Regulator beefing up through graduate job drive
Published 12/08/2010 | 05:00
WHILE other financial institutions are shedding staff, the Central Bank is hiring as it beefs up to improve regulation of the financial services sector.
The bank attracted 1,500 applications from graduates eager to work in the Dame Street firm during a recent recruitment drive, although only 60 -- or one in 25 -- will get jobs.
Last night, some of those gathered in the National Convention Centre to listen to Financial Regulator Matthew Elderfield discussing graduate opportunities.
The bank will begin a new round of graduate recruitment for 2011 in the autumn.
The National Asset Management Agency and the Central Bank are among the few financial organisations still hiring large numbers of graduates as they attempt to clear up the mess created by reckless lending over the past decade.
The regulator is looking for staff for its two supervisory departments, one for retail banking and the other for wholesale. Other departments will attempt to assess risk and promote financial stability by creating an assessment framework for the banking sector.
Mr Elderfield has said he wants about 10 regulators to supervise each bank, or five times the pre-crisis number.

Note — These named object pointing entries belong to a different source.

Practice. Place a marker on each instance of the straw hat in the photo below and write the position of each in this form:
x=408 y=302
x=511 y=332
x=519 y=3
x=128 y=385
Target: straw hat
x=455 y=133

The Central Bank expects to recruit an extra 150 employees, including 60 graduates, this year, bringing overall numbers to 1,300. It aims to add a further 150 employees next year.
The regulator is also looking for specialists with direct business and banking experience, especially those with a background in credit, liquidity, treasury, markets and risk.
"Our new approach to supervision requires staff with appropriate technical and commercial skills that are able to effectively challenge and interrogate institutions," the bank said in a report earlier this year.
Mr Elderfield told a Dail committee that financial institutions would be forced to pay for the higher costs.
"The cost of regulation will rise. But judged in the context of the huge cost of a financial crisis, the increase in the cost of regulation must be seen as a price worth paying," he said.